Wrap calls in handle to capture any error into the
error variable, populated automatically.
Then branch on it to decide what to do.
get(const string url) {
if (url == "") {
fail 1, "url is empty"
}
}
main() {
handle {
get("")
}
if (error) {
// manage error ...
}
}
A clean object model
Fly has three distinct building blocks: struct for pure data,
class for objects with behaviour, and interface
for contracts.
A struct holds fields and can extend one other struct —
no virtual dispatch, no hidden cost.
A class adds virtual methods via vtable and can extend
a struct and implement multiple interfaces.

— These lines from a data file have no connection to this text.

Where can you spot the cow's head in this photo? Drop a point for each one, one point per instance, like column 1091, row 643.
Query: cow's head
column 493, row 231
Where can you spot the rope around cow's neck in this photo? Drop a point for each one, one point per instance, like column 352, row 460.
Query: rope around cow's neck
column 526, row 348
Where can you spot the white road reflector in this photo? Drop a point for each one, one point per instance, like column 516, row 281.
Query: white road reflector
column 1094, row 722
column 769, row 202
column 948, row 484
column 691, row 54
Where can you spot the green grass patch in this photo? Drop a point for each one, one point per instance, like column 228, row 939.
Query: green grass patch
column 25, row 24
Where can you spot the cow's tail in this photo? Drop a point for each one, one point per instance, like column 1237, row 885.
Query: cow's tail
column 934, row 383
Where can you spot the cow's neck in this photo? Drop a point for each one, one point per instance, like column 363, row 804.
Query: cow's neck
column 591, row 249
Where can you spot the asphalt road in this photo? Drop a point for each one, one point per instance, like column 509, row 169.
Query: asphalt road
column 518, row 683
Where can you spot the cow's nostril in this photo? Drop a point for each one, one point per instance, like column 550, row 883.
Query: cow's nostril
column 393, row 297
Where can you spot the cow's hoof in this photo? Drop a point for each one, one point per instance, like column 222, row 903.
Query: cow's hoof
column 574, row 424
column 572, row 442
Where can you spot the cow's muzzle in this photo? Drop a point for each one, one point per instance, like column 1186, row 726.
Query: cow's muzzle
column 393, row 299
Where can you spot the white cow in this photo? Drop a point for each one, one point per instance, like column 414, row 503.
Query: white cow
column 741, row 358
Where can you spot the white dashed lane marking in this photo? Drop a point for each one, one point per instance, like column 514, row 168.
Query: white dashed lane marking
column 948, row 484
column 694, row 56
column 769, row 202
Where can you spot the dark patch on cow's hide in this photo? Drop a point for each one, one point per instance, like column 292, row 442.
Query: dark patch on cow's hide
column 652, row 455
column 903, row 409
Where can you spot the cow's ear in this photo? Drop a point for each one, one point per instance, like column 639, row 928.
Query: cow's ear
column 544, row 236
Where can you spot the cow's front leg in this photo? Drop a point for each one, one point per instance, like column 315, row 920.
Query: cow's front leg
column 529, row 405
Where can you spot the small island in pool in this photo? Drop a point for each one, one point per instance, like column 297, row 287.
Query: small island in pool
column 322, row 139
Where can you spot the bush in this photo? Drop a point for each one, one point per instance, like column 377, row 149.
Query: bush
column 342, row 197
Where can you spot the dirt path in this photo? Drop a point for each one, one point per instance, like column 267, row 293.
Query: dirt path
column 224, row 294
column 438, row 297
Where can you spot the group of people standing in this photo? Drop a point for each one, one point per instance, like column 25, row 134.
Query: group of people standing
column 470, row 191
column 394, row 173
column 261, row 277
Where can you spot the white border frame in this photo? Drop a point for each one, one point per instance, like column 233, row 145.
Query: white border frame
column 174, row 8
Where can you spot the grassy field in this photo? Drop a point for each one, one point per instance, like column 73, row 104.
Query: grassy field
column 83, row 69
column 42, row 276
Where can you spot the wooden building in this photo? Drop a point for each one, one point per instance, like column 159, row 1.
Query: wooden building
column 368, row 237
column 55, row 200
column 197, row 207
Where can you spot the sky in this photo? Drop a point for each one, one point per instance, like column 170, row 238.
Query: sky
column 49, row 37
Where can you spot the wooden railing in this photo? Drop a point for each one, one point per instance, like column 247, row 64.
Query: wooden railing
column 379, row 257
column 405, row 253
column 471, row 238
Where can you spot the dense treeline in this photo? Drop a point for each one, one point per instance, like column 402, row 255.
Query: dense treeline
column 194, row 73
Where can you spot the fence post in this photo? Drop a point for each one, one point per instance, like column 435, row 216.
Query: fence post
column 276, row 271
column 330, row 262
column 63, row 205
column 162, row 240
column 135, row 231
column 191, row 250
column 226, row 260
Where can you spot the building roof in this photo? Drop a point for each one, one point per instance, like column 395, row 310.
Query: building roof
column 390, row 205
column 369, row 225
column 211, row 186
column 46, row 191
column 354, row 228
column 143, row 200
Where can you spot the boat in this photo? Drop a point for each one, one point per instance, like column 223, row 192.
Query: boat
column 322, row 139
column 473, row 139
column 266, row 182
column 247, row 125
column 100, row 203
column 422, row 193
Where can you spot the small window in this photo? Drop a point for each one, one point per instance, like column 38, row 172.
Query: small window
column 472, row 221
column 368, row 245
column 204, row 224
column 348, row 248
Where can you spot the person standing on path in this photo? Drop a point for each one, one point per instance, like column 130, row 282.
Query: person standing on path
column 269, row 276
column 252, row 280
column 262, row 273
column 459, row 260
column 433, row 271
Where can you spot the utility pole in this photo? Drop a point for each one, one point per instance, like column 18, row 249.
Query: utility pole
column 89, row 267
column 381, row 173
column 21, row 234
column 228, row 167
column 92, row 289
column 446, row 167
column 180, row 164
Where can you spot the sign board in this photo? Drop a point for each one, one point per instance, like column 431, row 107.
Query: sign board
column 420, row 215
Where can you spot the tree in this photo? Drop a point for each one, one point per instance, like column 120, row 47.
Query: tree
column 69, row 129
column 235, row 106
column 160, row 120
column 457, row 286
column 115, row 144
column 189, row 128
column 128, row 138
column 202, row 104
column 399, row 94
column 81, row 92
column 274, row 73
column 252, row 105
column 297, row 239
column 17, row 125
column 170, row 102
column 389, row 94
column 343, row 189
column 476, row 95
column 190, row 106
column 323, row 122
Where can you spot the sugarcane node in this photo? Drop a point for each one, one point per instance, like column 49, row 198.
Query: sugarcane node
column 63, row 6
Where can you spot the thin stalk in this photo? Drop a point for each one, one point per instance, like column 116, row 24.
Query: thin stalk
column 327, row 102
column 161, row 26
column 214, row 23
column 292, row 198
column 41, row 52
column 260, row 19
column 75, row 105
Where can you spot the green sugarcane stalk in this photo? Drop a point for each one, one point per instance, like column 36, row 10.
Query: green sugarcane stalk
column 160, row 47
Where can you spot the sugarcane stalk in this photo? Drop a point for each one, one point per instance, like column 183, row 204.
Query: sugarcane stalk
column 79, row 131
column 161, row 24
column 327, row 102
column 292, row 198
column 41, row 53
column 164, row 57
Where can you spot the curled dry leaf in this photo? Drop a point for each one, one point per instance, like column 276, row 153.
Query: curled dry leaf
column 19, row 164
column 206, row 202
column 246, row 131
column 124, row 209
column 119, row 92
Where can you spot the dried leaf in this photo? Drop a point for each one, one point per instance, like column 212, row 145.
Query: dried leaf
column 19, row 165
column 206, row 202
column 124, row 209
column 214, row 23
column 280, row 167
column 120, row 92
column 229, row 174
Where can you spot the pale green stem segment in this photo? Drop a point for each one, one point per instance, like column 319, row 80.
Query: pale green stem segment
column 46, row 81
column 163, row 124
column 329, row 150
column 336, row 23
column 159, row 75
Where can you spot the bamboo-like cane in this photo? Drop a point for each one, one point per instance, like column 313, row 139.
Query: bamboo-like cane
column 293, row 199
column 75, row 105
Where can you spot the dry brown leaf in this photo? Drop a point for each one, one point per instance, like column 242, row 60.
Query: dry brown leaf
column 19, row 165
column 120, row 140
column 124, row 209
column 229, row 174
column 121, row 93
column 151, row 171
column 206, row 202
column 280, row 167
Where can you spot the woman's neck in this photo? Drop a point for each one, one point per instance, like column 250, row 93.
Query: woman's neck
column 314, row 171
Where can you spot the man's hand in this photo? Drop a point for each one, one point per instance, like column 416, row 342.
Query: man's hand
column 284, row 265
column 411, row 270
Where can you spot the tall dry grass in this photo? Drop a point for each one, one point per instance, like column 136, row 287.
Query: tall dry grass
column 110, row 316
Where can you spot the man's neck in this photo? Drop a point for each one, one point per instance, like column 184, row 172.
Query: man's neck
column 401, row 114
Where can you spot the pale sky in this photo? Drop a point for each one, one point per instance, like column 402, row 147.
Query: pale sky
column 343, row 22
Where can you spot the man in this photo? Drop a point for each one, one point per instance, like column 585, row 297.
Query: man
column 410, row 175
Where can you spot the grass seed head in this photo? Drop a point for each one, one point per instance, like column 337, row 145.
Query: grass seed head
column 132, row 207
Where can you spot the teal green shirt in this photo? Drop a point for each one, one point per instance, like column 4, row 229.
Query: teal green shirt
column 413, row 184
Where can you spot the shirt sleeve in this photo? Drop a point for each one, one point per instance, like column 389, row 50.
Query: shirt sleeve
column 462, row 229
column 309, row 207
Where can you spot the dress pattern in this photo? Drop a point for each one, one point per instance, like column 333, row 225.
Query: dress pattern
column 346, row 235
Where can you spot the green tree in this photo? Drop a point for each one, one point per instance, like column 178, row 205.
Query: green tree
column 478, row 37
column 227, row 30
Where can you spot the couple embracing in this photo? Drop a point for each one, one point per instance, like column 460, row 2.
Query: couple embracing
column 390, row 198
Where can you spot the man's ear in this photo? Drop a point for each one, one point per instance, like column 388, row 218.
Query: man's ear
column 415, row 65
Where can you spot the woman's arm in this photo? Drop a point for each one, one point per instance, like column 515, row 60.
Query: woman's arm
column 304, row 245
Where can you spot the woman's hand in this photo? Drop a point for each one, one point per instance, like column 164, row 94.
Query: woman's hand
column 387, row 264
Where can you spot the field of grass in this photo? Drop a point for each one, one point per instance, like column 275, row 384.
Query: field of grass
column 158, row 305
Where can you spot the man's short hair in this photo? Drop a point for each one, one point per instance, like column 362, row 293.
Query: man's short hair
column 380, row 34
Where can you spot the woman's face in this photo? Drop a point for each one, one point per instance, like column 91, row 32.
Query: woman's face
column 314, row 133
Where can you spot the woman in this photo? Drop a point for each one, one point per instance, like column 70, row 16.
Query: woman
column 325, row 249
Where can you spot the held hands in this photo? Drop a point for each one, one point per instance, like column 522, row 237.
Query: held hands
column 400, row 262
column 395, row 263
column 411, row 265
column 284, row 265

An interface defines method signatures only and can
extend multiple other interfaces.
Heap objects are created with new and released with
delete — or left to a smart pointer to handle automatically.
struct Point {
int x
int y
}
interface Drawable {
draw()
}
class Circle : Point, Drawable {
int radius
draw() { /* render ... */ }
}
main() {
Circle c = new Circle()
c.radius = 5
c.draw()
delete c
}
process() {
Point p = new unique Point()
p.x = 10
p.y = 42
} // ← p freed automatically here
main() {
process() // no leaks, no delete
}
Memory management, your way
Fly gives you three ownership models — no garbage collector, no runtime overhead.
new unique grants exclusive ownership: the object is freed automatically
when the variable goes out of scope.
new shared uses reference counting: the object lives as long as at least
one owner exists.
new weak leaves lifetime control to you, with no counting overhead.
All three are deterministic: memory is released exactly when the scope ends, with no pauses and no surprises.